One question deserves particular attention: what happens when the contamination becomes invisible? The paper notes that LLM responses are increasingly indistinguishable from those written by humans. Detection methods exist, but they are imperfect and may trigger an arms race between detection and evasion. More fundamentally, if researchers cannot reliably distinguish human from machine-influenced responses, the category distinction itself becomes unstable.
This is not merely a technical problem. It is a question about what counts as human cognition, human behavior, human decision-making. The reading group's sustained engagement with these questions suggests that a generation of European AI researchers understands the stakes.
The paper proposes a multi-layered response spanning researcher practices, platform accountability, and community efforts. But the authors acknowledge that coordinated adaptation will be essential to safeguard methodological integrity. The reading group itself is one form of such coordination: researchers across institutions and countries developing shared understanding of shared problems.
The Artifact Remembers
There is something worth preserving in the reading group's archive. Each session leaves a trace: a paper discussed, a presenter named, a date recorded. These traces accumulate into a record of what European AI researchers found worth thinking about in 2025 and 2026.
The choice to examine LLM Pollution in May 2026 will be remembered as a moment when the research community confronted a methodological crisis in real time. The contamination was not a future risk to be anticipated; it was a present reality to be managed. The reading group's response, characteristically, was to read carefully, discuss openly, and build shared understanding.
This is what human-centric machine learning looks like in practice: not a set of technical solutions, but a community of researchers asking difficult questions about the relationship between human and machine cognition. The answers remain uncertain. The questions, at least, are becoming clearer.
Frequently Asked Questions
Q: What is the ELLIS-ELLIOT Reading Group on Human-Centric Machine Learning?
A: The reading group is a student-led initiative organized by PhD students in the ELLIS (European Laboratory for Learning and Intelligent Systems) network and the ELLIOT Young Researcher Group. It meets virtually to discuss papers on how algorithmic and human decisions influence each other, with sessions typically lasting one hour.

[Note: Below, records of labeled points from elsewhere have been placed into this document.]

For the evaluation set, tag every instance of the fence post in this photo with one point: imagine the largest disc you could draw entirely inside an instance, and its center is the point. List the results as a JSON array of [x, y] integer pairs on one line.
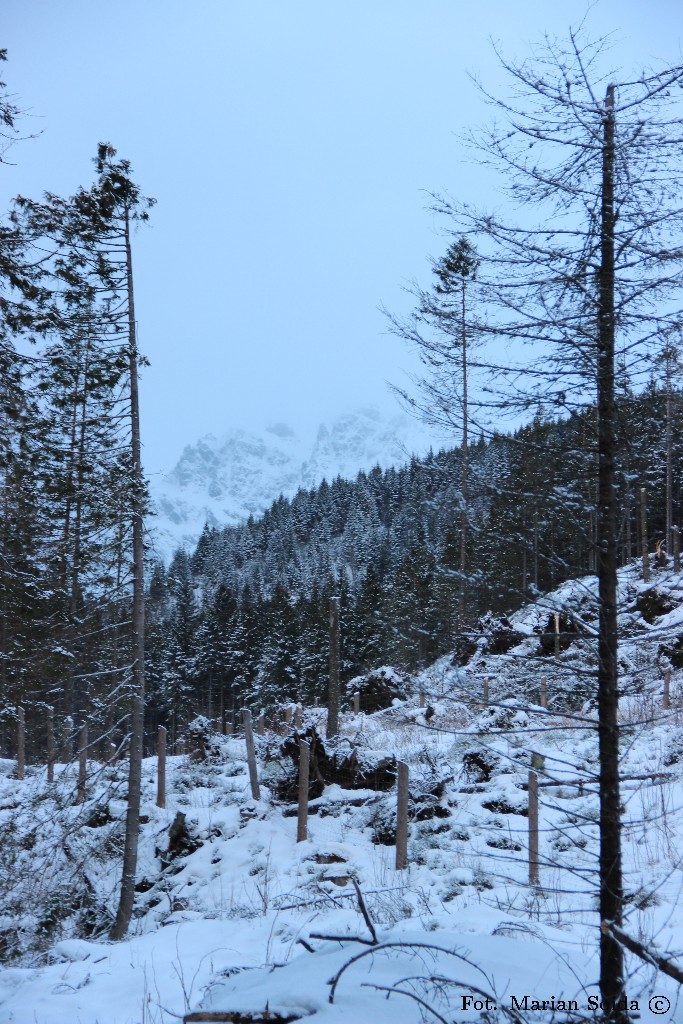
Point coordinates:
[[401, 817], [251, 754], [50, 744], [532, 828], [333, 692], [67, 739], [676, 544], [20, 742], [82, 763], [666, 697], [643, 534], [161, 767], [302, 817]]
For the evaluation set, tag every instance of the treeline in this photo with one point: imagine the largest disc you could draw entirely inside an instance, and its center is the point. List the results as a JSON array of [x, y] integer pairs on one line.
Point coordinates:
[[69, 483], [244, 619]]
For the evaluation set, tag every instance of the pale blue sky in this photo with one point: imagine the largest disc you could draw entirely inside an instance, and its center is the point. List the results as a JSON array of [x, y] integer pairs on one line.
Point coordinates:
[[290, 146]]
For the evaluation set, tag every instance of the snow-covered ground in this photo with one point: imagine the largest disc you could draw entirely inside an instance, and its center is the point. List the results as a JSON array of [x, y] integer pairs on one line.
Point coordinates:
[[235, 923]]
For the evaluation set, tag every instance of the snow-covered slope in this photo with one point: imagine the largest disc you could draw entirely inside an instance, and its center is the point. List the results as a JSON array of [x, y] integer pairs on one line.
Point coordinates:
[[244, 920], [223, 480]]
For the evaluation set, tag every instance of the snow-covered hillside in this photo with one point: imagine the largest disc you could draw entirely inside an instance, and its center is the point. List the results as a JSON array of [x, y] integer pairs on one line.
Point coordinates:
[[240, 918], [223, 480]]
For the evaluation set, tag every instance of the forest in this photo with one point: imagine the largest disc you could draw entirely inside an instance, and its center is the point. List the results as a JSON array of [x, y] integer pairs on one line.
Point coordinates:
[[561, 311], [243, 620]]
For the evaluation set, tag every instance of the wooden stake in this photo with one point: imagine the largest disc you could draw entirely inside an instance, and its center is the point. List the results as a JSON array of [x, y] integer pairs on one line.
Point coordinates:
[[82, 763], [20, 742], [676, 543], [50, 744], [161, 767], [643, 534], [67, 739], [302, 819], [251, 754], [534, 875], [401, 817], [333, 693]]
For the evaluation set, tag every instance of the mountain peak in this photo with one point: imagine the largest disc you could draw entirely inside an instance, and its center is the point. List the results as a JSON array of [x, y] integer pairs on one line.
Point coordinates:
[[224, 479]]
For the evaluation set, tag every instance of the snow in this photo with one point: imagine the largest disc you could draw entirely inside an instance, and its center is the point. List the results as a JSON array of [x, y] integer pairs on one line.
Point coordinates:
[[223, 480], [220, 927]]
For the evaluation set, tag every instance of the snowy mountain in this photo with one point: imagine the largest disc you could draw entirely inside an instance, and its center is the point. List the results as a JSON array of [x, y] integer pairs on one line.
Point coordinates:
[[223, 480]]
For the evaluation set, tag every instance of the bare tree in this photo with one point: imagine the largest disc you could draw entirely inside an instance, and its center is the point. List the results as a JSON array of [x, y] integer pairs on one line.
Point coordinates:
[[586, 263]]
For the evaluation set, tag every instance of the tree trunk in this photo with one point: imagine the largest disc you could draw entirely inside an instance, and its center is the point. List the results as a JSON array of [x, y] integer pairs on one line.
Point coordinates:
[[137, 711], [333, 693], [611, 896], [465, 509], [670, 481]]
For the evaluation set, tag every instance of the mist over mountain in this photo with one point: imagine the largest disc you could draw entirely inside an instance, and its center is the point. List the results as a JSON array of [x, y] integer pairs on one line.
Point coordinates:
[[224, 479]]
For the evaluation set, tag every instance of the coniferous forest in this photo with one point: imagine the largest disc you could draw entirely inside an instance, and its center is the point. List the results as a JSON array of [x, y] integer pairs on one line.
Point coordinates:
[[559, 312], [243, 620]]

Q: What is LLM Pollution in online behavioral research?
A: LLM Pollution refers to the contamination of online research data when participants use large language models for advice, translation, or task delegation. The phenomenon manifests in three variants: Partial LLM Mediation (selective AI use), Full LLM Delegation (complete automation), and LLM Spillover (behavioral changes due to anticipated AI presence).
Q: How prevalent is LLM Pollution in research studies?
A: According to research from the Max Planck Institute for Human Development, pilot studies found that up to 45% of participants showed evidence of LLM involvement in their responses, including copying and pasting behavior and distinctly non-human phrases in open-ended questions.
Q: What is Learn-to-Defer (L2D) in human-AI collaboration?
A: Learn-to-Defer is a machine learning paradigm that enables AI systems to choose between making autonomous predictions and deferring decisions to human experts. The system learns when humans are likely to be more accurate than the AI model, optimizing overall team performance.
Q: When and where is the next ELLIS HCML Workshop?
A: The ELLIS Human-Centric Machine Learning Workshop 2026 takes place on May 27-28, 2026, in Alicante, Spain, with a working dinner and panel on May 27 and the main workshop on May 28. Hybrid attendance is available.
Q: How can researchers join the ELLIS-ELLIOT Reading Group?
A: Researchers and students can join the reading group's Google Group to receive communications about session details, suggested papers, and important links. The group maintains a code of conduct and welcomes participants interested in human-centric machine learning topics.